Uscito originariamente nel 1978, Morte di un casanova è una raccolta di poesie, prose poetiche, pagine di diario sul tema dell’amore che ci offrono un ritratto intimo e toccante dell’autore. Un libro con una struttura particolare, in cui a una poesia o un brano di prosa ne segue quasi sempre un altro, dallo stesso titolo, che gli fa da controcanto in tono opposto, più ironico o più doloroso; un gioco di specchi, insomma, che incarna perfettamente le contraddizioni, i paradossi e le ambiguità della personalità di Cohen, e dell’esperienza amorosa in sé.
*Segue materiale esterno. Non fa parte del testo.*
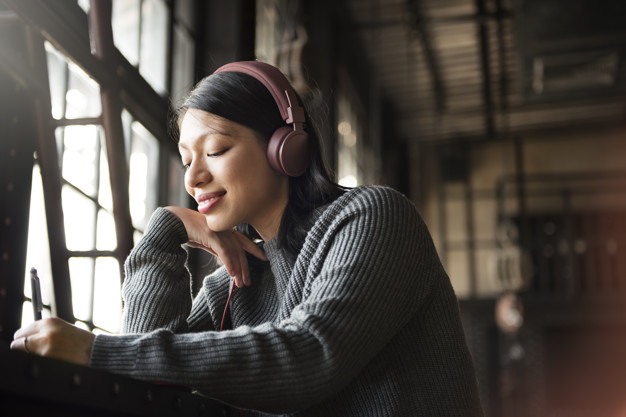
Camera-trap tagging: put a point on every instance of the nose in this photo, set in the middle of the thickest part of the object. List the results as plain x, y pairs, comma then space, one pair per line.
197, 175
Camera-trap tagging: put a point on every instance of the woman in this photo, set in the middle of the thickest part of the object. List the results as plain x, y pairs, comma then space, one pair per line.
342, 307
Un libro appassionante e provocatorio che resta fra i più significativi della produzione di colui che Suzanne Vega ha definito «mistico e amante, penitente e monaco. Uno dei grandi songwriters del nostro tempo». 
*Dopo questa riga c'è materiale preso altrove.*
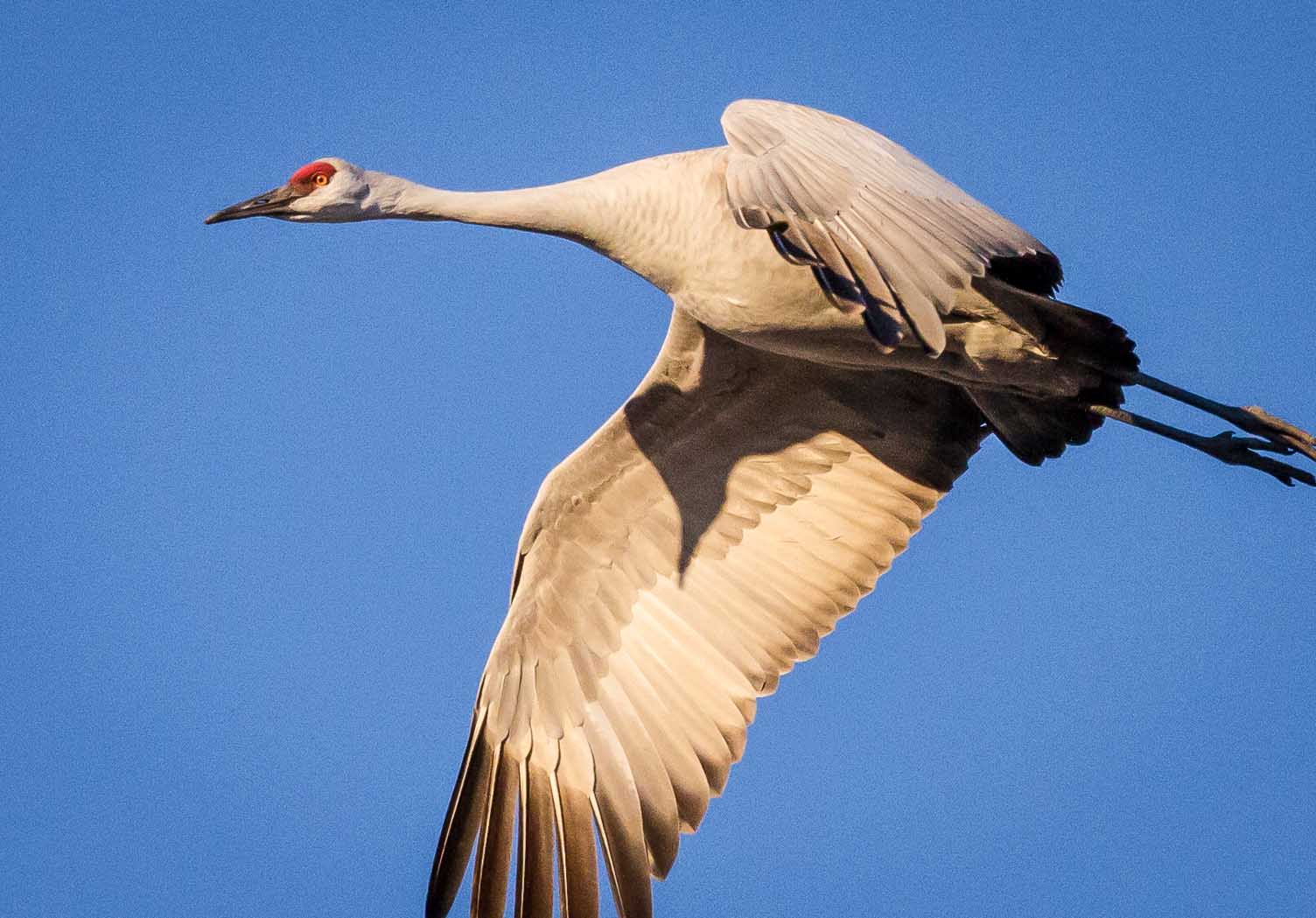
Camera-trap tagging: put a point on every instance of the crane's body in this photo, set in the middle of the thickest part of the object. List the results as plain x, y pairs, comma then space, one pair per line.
846, 328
Leonard Cohen è nato a Montreal nel 1934 da una famiglia ebraica immigrata nel Canada. Suo padre era polacco e sua madre lituana. Fin dai tempi dell'università a Montreal, Leonard Cohen si dedica alla poesia. La sua prima raccolta vede la luce nel 1956, con il titolo di Let Us Compare Mythologies. In questo periodo si incontra con alcuni amici poeti, in un congresso informale di lettura e critica dei rispettivi componimenti. Trasferitosi a Hydra, un'isoletta della Grecia, famoso rifugio di artisti d'ogni genere, pubblica nei primi anni sessanta raccolte di poesie (tra cui Flowers for Hitler) e due romanzi, Il gioco preferito (1963) e Belli e perdenti (Beautiful Losers, 1966). Sin dagli anni sessanta ha lavorato come compositore per l'industria cinematografica e televisiva: la sua più importante collaborazione è stata Assassini nati, per il regista Oliver Stone, in cui la cinica The Future è il tema principale. Cohen è un seguace del buddhismo, e ha passato gran parte degli anni novanta nel monastero buddhista di Mount Baldy, in California, prendendo il nome di Jikan (Silenzioso).